A lightning-sparked wildfire roared unchecked on Sunday through tinder-dry grass, brush and timber in north-central California, where an estimated 3,000 people were forced from their homes in several small, rural communities, authorities said.
The blaze, which erupted on Saturday amid some 900 lightning strikes unleashed by thunderstorms that rolled through Northern California, has scorched at least 12,000 acres of private and public land along the border of Shasta and Tehama counties, officials said.
There were no reports of injuries, but the so-called Ponderosa blaze has destroyed at least seven homes and was threatening about 3,000 more, said Mary Anne Aldrich, a spokeswoman for the California Department of Forestry and Fire Protection.
She said about 2,000 homes in several communities, including the towns of Manton and Shingletown, about 125 miles north of Sacramento, the state capital, were ordered evacuated starting on Saturday night.
A rough estimate of 3,000 people were believed to have displaced by the evacuation, but precise numbers were hard to come by, Aldrich said.
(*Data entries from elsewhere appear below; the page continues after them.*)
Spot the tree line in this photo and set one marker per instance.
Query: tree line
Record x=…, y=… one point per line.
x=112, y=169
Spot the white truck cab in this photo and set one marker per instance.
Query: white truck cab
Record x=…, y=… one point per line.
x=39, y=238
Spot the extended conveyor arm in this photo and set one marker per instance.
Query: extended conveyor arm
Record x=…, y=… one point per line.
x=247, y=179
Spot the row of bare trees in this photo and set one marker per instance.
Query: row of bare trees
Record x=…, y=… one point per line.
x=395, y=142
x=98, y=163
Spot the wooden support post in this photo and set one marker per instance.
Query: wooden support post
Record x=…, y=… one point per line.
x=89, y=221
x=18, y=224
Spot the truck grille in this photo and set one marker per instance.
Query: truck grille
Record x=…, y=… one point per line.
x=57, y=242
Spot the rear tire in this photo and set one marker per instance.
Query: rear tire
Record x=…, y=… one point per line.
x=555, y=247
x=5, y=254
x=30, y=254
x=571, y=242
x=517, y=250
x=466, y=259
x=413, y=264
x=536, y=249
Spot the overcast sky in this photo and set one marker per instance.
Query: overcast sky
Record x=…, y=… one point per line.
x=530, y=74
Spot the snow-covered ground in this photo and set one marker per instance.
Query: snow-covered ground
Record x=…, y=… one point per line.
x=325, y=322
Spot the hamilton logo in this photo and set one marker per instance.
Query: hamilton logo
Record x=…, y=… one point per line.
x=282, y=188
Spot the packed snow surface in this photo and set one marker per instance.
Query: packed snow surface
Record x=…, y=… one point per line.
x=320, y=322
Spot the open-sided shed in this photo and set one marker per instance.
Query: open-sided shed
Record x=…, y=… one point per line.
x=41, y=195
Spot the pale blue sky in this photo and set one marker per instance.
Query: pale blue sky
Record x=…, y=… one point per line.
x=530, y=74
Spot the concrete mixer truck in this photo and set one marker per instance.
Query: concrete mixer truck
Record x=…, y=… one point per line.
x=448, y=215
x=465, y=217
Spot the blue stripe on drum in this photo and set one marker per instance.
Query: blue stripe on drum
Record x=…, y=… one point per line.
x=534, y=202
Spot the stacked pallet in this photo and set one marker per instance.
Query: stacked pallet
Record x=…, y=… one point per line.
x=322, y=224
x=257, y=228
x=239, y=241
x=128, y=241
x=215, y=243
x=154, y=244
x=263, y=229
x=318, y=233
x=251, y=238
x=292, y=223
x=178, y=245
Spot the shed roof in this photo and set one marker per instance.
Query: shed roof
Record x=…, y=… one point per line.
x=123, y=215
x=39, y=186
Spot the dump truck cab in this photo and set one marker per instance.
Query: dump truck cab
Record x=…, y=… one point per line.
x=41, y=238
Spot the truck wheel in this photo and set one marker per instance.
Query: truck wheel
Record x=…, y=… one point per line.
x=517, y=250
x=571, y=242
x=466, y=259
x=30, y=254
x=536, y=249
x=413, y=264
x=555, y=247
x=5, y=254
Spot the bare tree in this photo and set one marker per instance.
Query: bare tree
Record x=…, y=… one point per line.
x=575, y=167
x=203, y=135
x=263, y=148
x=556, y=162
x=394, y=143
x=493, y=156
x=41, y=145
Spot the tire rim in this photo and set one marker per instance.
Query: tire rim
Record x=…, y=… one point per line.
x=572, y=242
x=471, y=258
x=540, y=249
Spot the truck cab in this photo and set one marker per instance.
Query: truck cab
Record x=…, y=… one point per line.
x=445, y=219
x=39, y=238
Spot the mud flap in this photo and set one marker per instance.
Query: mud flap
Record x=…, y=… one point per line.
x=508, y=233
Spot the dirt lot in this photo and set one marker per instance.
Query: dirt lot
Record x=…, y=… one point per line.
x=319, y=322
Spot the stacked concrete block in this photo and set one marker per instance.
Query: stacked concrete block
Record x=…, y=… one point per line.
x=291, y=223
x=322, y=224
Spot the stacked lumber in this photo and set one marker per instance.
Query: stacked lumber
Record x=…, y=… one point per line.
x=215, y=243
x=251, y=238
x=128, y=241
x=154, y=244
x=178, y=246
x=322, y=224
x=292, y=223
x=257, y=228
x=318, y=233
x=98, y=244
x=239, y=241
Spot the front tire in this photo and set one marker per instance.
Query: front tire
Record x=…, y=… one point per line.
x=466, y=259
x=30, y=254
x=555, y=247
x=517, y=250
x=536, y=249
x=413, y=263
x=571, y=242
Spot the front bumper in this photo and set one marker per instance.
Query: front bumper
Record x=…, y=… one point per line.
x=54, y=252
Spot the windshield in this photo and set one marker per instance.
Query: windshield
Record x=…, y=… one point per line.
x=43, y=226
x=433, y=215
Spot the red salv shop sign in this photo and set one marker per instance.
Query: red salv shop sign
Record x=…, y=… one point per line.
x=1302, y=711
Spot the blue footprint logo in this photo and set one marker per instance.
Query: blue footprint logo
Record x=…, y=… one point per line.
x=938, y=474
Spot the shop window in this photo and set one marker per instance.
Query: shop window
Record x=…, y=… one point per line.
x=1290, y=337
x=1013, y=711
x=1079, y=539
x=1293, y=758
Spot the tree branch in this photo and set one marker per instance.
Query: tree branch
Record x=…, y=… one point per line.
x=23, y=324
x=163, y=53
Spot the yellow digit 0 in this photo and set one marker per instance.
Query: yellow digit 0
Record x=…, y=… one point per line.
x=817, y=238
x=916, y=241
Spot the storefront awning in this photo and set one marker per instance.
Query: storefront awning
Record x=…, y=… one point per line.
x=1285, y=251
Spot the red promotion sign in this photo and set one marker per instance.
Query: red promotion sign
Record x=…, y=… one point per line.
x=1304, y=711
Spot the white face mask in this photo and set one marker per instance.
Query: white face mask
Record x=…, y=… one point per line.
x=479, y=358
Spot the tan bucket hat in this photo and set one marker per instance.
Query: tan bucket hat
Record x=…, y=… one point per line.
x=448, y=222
So far, a force of nearly 1,000 firefighters, 20 water tenders and three helicopters had yet to curtail the fire's growth, officials said.
Hundreds of miles to the northeast in Idaho, a separate wildfire raged for a ninth day through rugged, sun-baked terrain in the Boise National Forest, where firefighters kept up a battle to prevent flames from reaching a newly evacuated town east of the state capital.
The Trinity Ridge blaze has swallowed well over 88,000 acres of sagebrush and timber in south-central Idaho since it was ignited on August 3 by an off-road vehicle that caught fire, authorities said.